The New Normal

Welcome to the new normal. As the results trickled in on Election Night this year and it became clear that the national electorate — or at least enough of it — was rejecting the Tea Party and conservative dogma, re-electing President Barack Obama and adding to the Democrats’ Senate majority, something else was percolating, something the election night pundits were not discussing.

Marriage-equality ballot measures were winning in three states — Maine, Maryland and Washington — while a fourth gay-themed initiative — Minnesota’s attempt to enshrine anti-gay discrimination in its state constitution — was going down to defeat.

What a difference four years makes.

In 2008, even as Barack Obama was rolling up an impressive national victory and carrying California by a wide margin, voters in the Golden State chose to overrule their own state courts and ban same-sex marriage. More recently, in May of this year, North Carolina voters backed a state constitutional change banning same-sex marriage, which only reinforced its statutory ban.

The national mood has been shifting since 2004, when George Bush and the Republican Party used a collection of anti-gay ballot initiatives to boost conservative turnout and win at the ballot box. Since then, just three states have endorsed bans (Arizona approved one in 2009 after defeating a more harshly worded ballot measure three years earlier), while numerous others have moved toward marriage equality.

Before the Nov. 6 vote, six states and the District of Columbia had legalized same-sex marriage, three by court action (Massachusetts, Iowa and Connecticut) three legislatively (New York, Vermont and New Hampshire).
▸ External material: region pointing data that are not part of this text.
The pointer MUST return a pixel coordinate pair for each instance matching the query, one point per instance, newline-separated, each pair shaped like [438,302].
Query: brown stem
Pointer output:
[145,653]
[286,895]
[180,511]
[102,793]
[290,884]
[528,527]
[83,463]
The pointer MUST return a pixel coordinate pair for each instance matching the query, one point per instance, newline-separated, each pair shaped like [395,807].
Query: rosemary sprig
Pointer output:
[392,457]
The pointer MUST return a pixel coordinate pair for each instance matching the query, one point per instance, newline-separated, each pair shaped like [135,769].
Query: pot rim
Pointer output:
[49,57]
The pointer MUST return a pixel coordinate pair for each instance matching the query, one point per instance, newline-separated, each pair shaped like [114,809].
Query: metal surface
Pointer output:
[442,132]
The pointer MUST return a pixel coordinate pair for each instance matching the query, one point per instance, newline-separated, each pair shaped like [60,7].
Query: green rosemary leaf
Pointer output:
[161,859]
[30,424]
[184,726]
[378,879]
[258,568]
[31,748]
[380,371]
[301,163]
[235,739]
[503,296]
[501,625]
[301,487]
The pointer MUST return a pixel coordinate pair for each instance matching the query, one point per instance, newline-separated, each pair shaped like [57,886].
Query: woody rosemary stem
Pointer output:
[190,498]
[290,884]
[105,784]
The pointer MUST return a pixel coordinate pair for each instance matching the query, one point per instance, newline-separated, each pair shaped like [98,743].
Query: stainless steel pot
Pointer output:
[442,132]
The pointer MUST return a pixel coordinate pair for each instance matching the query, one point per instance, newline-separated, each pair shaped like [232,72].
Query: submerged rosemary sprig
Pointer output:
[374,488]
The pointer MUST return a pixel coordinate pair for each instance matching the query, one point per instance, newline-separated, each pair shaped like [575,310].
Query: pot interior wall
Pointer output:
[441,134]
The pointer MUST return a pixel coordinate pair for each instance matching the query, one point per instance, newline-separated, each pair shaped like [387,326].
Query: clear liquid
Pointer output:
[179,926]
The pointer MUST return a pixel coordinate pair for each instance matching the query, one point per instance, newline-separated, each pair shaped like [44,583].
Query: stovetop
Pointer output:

We can now add Maine, Maryland and Washington to the mix.

Maine is an interesting case. The state legislature had legalized gay marriage in 2009, but was overruled by a statewide referendum that November. The LGBT community and its supporters immediately got to work.

As the Bangor Daily News reports, advocates began planning for a 2012 ballot initiative. That meant collecting signatures and reframing the issue as one of commitment and love, as opposed to one of fear and paranoia.

“Supporters from Portland to Presque Isle thought that truth and love are more powerful than fear and deception,” Matt McTighe, campaign manager of Mainers United for Marriage, said in a victory speech reported in the Portland Press Herald.

In New Jersey, the state Supreme Court has been pushing the Legislature to legalize same-sex marriage and legislation was passed by a Democratic Legislature. It was vetoed by Gov. Chris Christie, a Republican, who said he preferred that voters make the decision at the ballot box.

I remain skeptical of ballot initiatives for same-sex marriage, even though it is clear that the public mood has shifted. As New Jersey state Assemblyman Reed Gusciora, the first openly gay member of the state Legislature, has said repeatedly, we shouldn’t be putting civil rights on the ballot. It sets a terrible precedent, allowing the majority to determine the rights of the minority.

But it also is clear from the public polling that New Jersey voters have come around. They have been telling pollsters that they support the right of their gay and lesbian neighbors to marry and would likely support them at the ballot box.

The unfortunate reality is that the state might not get to marriage equality without a referendum, given Christie’s opposition and the likelihood that he will be in office through 2017. Pragmatism may have to trump principle in this case.

One thing is clear, though. There no longer is a consensus on the issue nationally and, as with so many issues, we have fractured along regional lines. The states of the Old South have been pretty united in their opposition, while all of New England (save Rhode Island) has legalized same-sex marriage. New York has legalized it and Rhode Island, New Jersey and Delaware allow civil unions (marriage in all but name, and badly flawed as an alternative) along with relatively strong anti-discrimination laws. That means most of the Northeast (aside from Pennsylvania) has come around.

Advocates have a lot of work to do, but seems pretty clear that to win passage of marriage equality we will need to chip away state by state and region by region until the momentum is so strong even a state like Mississippi has no choice but to come along.